12 décembre 2009 | Par : Damien Taymans

Titre La peste grise

Titre original Night chills

Auteur Dean R. Koontz

Année 1976

Genre Science-fiction

Editeur Pocket

Année d’édition 1979

Note 8/10

Résumé

La manipulation du cerveau a fait d’immenses progrès. hier c’était encore de la science-fiction. Aujourd’hui c’est la terreur à Black River. Demain...

Dès son arrivée à Black River, Paul Annendale se trouve plongé dans une atmosphère de cauchemar. Un mal mystérieux s’est abattu sur la ville. Jusqu’à ses vieux amis qui semblent changés, terrorisés, en proie à des troubles étranges contre lesquels la médecine reste impuissante.

Peu à peu, il commence à comprendre qu’un groupe de militaires a choisi la ville et ses habitants pour se livrer à une expérience diabolique, premier pas vers une prise du pouvoir à l’échelon mondial.

Parviendra-t-il, avant qu’il ne soit trop tard, à désamorcer la formidable bombe psychologique enfouie à Black River ?

La peste grise est indéniablement l’un des meilleurs romans du second maître de l’horreur américaine Dean R. Koontz qui entame une compétition acharnée, perdue d’avance, avec son aîné Stephen King.

Le prologue décrit la mission menée par deux hommes de main, Holbrook et Rossner, chargés de vider dans le réservoir d’eau de la scierie Big Union un mystérieux liquide. Leur objectif atteint, les deux hommes se donnent la mort, suivant à la lettre les indications données par un énigmatique leader qui introduit chacune de ses demandes d’une phrase codée : "Je suis la Clé", inévitablement suivie de la réponse "Je suis la Serrure".

Koontz éclaircit graduellement la situation en usant de flash-backs qui dépeignent les débuts de l’opération Clé/Serrure. Née du cerveau dérangé d’Ogden Salsbury, la croisade a pour visée la domination du monde par le biais de la domination subliminale. Drogués, les sujets reçoivent une série de renforcements positifs ou négatifs déclinés sous forme de subliminaires insidieusement insérés au sein de films qui leur sont ensuite projetés. Avant de s’attaquer à la Terre entière, Salsbury et ses deux comparses, l’industriel Dawson et le militaire Klinger effectuent quelques essais sur la petite ville de Black river, apprenant à chaque citoyen à exécuter les ordres donnés.
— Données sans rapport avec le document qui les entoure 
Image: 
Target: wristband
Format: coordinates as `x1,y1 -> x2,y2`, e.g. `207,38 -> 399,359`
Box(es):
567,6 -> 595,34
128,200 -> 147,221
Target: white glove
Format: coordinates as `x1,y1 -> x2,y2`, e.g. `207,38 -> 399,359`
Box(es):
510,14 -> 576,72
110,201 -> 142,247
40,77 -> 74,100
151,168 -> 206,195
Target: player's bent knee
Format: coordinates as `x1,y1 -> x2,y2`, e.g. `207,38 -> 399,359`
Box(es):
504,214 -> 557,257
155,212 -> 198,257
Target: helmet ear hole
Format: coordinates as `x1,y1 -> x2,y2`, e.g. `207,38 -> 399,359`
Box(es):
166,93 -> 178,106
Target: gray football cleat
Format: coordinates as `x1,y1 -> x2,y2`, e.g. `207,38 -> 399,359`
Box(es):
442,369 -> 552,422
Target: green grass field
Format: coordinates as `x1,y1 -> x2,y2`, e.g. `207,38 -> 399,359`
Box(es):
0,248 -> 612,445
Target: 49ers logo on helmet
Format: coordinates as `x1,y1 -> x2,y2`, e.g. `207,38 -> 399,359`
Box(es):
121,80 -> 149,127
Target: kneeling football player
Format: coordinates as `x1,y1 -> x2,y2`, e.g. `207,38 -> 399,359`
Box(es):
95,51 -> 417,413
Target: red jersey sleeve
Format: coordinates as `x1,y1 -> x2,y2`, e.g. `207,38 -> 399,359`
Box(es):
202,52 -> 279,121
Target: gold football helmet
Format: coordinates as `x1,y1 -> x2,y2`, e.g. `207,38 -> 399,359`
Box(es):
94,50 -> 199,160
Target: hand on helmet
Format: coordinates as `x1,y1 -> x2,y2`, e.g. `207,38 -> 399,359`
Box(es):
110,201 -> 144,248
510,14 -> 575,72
L’ingéniosité de l’histoire de Koontz réside surtout dans son traitement de la paranoïa qu’il envisage de manière binaire, abordant autant le phénomène du côté des instigateurs que de celui des citoyens soumis aux subliminaires qui envahissent les spots publicitaires, les quotidiens et les toutes-boîtes. L’un des personnages-clés de l’intrigue reste Ogden Salsbury, génie cinglé jadis victime d’abus sexuels, qui se venge désormais sur la gente féminine en soumettant les femelles qu’il croise, tantôt violant une mère de famille devant son mari et son fils, tantôt obligeant une serveuse à s’enfoncer un couteau dans la main.

Loin de la superficialité du Masque de l’oubli, La peste grise séduit par sa narration maîtrisée, par son style simple mais efficace, par ses descriptions minutieuses et par l’originalité du propos. Une oeuvre dont le grand Wells aurait très bien pu accoucher et qui ne connait paradoxalement toujours pas les faveurs de l’écran.